Briassoulis et al.[33] conclude that VCO2-derived predicted EE cannot be recommended as an alternative to EE measured by IC in mechanically ventilated children. They stated that a new generation of user-friendly, cost-effective calorimeters incorporated into the ventilators’ hardware and software is a one-way street to overcome the current limitations in reliably measuring real-time EE in an intensive care setting. To some extent, we agree with that. IC remains the gold standard method to measure EE. Maybe, this new generation of calorimeters is the future, but they are not widespread in the world, also results of measurements with them will be discussed first. So, while IC is still a time- and resource-consuming process, we need an alternative. In this study, calculated EE by predictive equations in children is not included.

A disadvantage of our study is the small number of patients, 6 patients who had a total of 30 measurements on different days, which can be a potential source of bias in the obtained results. Moreover, factors such as gender and age are not taken into consideration.

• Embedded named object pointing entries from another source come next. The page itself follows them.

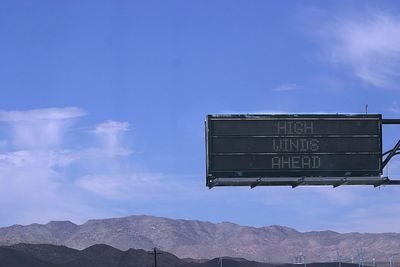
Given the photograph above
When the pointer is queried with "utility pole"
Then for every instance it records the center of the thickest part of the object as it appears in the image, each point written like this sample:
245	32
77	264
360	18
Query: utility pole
155	253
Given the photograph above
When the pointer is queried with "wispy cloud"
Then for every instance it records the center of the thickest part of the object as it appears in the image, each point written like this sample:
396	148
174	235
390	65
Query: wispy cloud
39	128
286	87
369	45
35	115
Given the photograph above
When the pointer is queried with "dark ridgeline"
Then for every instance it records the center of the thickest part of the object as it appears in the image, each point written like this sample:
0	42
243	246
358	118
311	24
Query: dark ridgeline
37	255
205	240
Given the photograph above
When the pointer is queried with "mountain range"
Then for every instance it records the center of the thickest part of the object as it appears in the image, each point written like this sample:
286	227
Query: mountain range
206	240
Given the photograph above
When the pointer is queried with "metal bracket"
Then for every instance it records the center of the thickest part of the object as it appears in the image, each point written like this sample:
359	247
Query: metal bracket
343	181
255	183
299	182
392	153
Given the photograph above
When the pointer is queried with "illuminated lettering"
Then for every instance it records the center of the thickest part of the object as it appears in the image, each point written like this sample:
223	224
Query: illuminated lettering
296	162
295	127
295	145
314	145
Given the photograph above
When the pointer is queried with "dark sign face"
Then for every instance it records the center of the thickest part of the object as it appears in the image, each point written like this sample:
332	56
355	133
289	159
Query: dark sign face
250	146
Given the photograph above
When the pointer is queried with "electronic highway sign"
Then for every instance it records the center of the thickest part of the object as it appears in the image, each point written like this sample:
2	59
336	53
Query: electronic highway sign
284	149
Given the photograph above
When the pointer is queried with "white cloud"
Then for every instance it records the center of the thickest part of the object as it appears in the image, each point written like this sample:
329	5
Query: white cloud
142	186
286	87
39	128
35	115
369	46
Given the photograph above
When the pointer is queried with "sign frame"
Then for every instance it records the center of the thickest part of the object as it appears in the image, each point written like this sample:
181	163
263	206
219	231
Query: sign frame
300	178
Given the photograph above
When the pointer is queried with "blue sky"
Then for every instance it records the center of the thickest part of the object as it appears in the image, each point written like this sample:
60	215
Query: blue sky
103	105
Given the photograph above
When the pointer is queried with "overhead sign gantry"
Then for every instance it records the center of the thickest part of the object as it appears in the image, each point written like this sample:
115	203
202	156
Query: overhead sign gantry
297	149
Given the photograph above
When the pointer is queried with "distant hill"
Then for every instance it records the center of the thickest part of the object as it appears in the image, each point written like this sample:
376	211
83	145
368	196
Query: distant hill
36	255
205	240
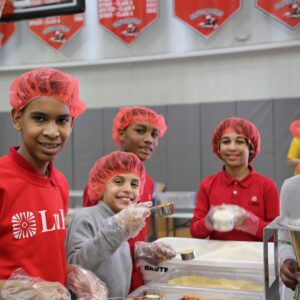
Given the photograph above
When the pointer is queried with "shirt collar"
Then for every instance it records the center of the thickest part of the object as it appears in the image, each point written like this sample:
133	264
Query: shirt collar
24	164
245	182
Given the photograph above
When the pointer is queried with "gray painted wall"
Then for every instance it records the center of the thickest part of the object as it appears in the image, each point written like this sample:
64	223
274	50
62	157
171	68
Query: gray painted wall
184	154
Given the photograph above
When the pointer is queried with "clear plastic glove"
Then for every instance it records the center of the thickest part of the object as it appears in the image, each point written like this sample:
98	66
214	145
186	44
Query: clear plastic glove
133	218
153	253
220	218
246	221
85	284
289	273
21	286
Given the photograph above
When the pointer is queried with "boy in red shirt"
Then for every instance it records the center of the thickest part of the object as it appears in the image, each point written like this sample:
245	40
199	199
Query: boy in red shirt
137	130
33	194
250	198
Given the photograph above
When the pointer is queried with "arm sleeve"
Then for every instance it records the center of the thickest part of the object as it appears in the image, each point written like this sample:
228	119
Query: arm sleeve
197	228
271	203
285	249
89	247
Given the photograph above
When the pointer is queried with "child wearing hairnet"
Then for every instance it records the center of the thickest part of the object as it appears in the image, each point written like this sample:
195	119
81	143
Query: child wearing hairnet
137	129
236	203
98	235
33	194
293	156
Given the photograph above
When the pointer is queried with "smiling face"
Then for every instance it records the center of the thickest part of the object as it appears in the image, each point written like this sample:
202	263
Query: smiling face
121	190
45	124
140	139
234	150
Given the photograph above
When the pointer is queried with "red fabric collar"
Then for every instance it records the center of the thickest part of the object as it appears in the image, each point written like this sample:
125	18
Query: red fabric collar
231	180
33	174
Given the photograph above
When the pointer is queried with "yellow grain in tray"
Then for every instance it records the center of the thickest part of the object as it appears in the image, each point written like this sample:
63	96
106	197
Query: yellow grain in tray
219	283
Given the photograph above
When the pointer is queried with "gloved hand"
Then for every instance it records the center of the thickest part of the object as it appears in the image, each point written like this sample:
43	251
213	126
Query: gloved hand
133	218
154	253
22	286
243	220
213	218
85	284
289	273
246	221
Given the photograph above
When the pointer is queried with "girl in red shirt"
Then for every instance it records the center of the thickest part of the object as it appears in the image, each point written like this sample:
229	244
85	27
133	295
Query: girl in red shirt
236	203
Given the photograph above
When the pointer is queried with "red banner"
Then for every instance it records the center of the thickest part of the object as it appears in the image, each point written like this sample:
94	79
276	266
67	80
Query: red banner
206	16
56	31
286	11
127	18
6	31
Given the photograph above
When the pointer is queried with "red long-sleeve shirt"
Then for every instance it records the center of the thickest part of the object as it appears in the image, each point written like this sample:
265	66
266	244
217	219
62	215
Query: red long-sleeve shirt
137	277
32	219
255	193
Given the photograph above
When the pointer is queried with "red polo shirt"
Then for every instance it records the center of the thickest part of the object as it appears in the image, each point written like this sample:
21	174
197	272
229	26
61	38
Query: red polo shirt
255	193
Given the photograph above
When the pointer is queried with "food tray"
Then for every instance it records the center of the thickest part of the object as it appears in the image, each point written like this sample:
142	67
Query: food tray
182	272
176	292
227	254
211	255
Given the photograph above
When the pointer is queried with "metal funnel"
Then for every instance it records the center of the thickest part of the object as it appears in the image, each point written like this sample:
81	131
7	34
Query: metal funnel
295	238
293	227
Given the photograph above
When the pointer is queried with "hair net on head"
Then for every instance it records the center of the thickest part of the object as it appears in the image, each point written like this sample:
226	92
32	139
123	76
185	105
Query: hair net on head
108	166
240	126
295	129
136	114
46	82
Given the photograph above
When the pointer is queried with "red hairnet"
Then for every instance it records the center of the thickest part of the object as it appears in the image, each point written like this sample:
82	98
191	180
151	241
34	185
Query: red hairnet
131	115
46	82
295	129
110	165
240	126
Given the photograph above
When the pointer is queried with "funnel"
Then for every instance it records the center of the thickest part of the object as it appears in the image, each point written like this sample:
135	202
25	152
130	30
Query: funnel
293	227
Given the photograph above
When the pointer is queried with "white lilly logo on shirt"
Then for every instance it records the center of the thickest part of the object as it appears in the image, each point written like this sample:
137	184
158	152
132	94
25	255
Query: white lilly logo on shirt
24	225
254	199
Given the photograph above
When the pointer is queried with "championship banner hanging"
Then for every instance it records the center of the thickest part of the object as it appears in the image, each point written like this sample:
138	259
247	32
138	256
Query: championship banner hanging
56	31
127	18
206	16
6	31
286	11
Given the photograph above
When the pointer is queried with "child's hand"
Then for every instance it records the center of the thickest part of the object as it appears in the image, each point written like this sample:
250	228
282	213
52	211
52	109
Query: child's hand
154	253
289	273
132	218
34	289
85	284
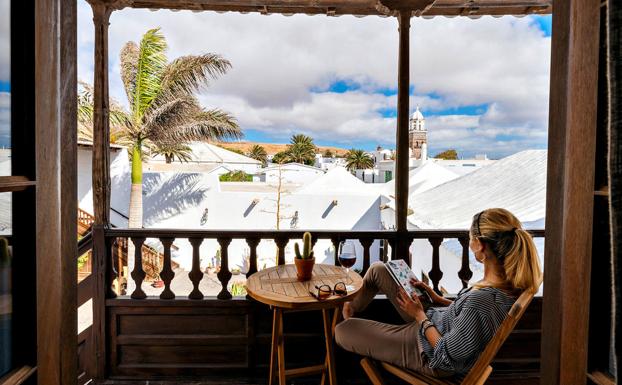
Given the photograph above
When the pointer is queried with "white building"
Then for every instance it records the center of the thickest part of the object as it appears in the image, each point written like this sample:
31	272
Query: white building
207	157
326	164
290	173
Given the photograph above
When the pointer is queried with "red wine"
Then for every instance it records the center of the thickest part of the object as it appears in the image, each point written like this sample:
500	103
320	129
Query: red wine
347	260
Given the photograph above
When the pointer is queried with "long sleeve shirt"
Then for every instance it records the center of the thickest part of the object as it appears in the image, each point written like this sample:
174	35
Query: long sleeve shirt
466	327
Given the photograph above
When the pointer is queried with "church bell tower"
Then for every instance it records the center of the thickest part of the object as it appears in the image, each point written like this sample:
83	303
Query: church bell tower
417	134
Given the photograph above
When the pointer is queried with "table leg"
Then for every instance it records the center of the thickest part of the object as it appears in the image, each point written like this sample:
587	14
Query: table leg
330	359
281	350
336	319
274	346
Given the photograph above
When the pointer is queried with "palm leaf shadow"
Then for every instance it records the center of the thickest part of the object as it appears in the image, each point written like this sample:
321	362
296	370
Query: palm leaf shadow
166	197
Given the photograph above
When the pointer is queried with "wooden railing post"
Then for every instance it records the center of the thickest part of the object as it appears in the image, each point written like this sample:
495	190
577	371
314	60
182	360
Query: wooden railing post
366	243
280	244
100	264
224	275
196	275
436	273
465	272
138	273
167	273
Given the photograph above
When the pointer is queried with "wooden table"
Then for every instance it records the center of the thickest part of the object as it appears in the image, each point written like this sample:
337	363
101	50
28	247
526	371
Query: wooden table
279	288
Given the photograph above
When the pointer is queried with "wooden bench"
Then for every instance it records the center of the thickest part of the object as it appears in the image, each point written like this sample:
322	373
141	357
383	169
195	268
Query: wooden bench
478	374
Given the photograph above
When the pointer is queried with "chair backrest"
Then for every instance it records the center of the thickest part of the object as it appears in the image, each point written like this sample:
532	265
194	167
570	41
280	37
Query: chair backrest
508	324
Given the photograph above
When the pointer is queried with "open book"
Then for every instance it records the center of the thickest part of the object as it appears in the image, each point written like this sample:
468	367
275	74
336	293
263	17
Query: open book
401	274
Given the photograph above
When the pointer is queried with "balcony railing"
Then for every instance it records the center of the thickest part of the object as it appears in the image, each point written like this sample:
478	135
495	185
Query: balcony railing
281	238
145	337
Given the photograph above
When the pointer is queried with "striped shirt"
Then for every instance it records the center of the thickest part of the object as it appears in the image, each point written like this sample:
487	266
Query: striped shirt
466	327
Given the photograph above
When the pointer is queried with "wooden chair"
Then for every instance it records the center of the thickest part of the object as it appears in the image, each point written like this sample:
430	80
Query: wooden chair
479	372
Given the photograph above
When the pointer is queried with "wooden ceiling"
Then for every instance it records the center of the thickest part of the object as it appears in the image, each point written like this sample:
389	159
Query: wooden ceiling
471	8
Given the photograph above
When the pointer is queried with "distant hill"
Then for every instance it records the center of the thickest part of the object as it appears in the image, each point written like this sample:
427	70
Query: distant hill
273	148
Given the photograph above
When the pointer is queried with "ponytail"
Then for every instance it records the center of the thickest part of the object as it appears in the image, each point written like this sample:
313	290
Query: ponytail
521	263
511	245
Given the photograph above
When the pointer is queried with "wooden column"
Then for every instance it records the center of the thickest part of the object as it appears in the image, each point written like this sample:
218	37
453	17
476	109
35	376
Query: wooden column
570	183
56	200
402	152
101	184
101	124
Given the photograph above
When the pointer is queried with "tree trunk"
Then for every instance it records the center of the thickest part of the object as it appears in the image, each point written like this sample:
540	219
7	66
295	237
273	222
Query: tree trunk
136	209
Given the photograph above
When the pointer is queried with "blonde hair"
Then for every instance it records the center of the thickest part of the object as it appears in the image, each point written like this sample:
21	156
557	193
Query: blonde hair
513	247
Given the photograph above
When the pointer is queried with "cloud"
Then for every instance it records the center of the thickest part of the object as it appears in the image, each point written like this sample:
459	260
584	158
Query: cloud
5	119
337	117
280	64
5	41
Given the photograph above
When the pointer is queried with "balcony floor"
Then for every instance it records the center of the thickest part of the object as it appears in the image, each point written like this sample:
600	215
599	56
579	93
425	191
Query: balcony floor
509	380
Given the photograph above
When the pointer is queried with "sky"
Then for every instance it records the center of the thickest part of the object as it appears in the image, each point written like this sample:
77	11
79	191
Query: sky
482	84
5	74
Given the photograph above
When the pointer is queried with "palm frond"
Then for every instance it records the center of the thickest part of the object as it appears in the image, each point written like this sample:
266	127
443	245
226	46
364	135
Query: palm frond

In critically ill patients on invasive mechanical ventilation, assessment of EЕ by analysis of CO2 production by the ventilator is a reliable alternative. EE–VCO2-ventilator is more accurate than most predictive equations. Unlike indirect calorimetry, the method is easy to apply, convenient for long-term monitoring, does not take additional time and resources, and is not associated with additional disconnection of the patient from the respiratory circuit. The results of our study coincide with those of Stapel et al. Further research is needed to determine the applicability of the method in routine practice. If, however, it is necessary to use predictive equations in mechanically ventilated patients, the Penn State 3 equation is a good choice.